The antitumor potential of cytokine/ligand-receptor interactions that modulate an immune response has moved into the spotlight of cancer treatment strategies. Here, we propose an approach with tri-functional antibody-fusion proteins composed of a tumor-directed recombinant antibody and two different cytokines/chemokines. According to the concept, target-directed delivery of appropriate combinations of cytokine/ chemokine to the tumor site will support an efficient local antitumor immune response. Thereby, targeting should reduce the risk of systemic toxicity and autoimmune effects, while the combinatorial use of different immune-modulatory molecules should allow overcoming tumor evasion mechanisms. In the preceding project we have already successfully generated antibody-fusion proteins with IL-15 linked to part of the IL-15Ralpha chain and generated first tri-functional fusion proteins by the additional incorporation of the costimulatory ligand 4-1BBL. Thus, improved immune-stimulatory activity was achieved by the targeted form in vitro and antitumoral effects were reported in vivo. In light of these encouraging results, we aim to continue developing this concept by improving and expanding the generation of tri-functional antibody-fusion proteins, thereby meeting criteria of simple configuration, minimal size and good accessibility of all compounds in soluble and targeted form. Furthermore, we will focus on the combination of IL-15 with different ligands either of the TNF-superfamily (OX40L, GITRL, LIGHT) or the chemokine CCL-family (CCL16, CCL21). We will analyze the influence of the configuration of these molecules on the activity displayed in soluble and targeted form and their impact on the immune response of T cells and NK cells in vitro. Subsequently, murine versions of the most promising tri-functional fusion proteins will be generated and their antitumor potential evaluated in an immune competent tumor mouse model. Thus, insight into the implementation and prospect of this innovative approach is expected to be gained.

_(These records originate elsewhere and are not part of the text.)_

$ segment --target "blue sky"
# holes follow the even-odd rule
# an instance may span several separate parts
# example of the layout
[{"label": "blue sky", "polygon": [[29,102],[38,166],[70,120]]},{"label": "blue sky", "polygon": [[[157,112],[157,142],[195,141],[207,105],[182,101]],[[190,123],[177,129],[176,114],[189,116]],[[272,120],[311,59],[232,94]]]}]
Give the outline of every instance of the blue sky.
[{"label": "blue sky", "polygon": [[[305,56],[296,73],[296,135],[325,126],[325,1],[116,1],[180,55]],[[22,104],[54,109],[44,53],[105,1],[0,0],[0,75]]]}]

调节免疫应答的细胞因子/配体-受体相互作用的抗肿瘤潜力已经成为癌症治疗策略的焦点。在这里，我们提出了一种方法与三功能抗体融合蛋白组成的肿瘤导向的重组抗体和两种不同的细胞因子/趋化因子。根据这一概念，将细胞因子/趋化因子的适当组合靶向递送至肿瘤部位将支持有效的局部抗肿瘤免疫反应。因此，靶向应该降低全身毒性和自身免疫效应的风险，而不同免疫调节分子的组合使用应该允许克服肿瘤逃避机制。在前面的项目中，我们已经成功地产生了IL-15与IL-15 R α链部分连接的抗体融合蛋白，并通过额外掺入共刺激配体4-1BBL产生了第一个三功能融合蛋白。因此，通过体外靶向形式实现了改善的免疫刺激活性，并报道了体内抗肿瘤作用。鉴于这些令人鼓舞的结果，我们的目标是通过改进和扩大三功能抗体融合蛋白的产生来继续发展这一概念，从而满足所有化合物以可溶性和靶向形式的简单构型、最小尺寸和良好可及性的标准。此外，我们将重点关注IL-15与TNF超家族（OX 40 L，GITRL，LIGHT）或趋化因子CCL家族（CCL 16，CCL 21）的不同配体的组合。我们将分析这些分子的构型对以可溶性和靶向形式显示的活性的影响，以及它们对体外T细胞和NK细胞的免疫应答的影响。随后，将产生最有希望的三功能融合蛋白的鼠版本，并在免疫活性肿瘤小鼠模型中评价其抗肿瘤潜力。因此，深入了解这种创新方法的实施和前景。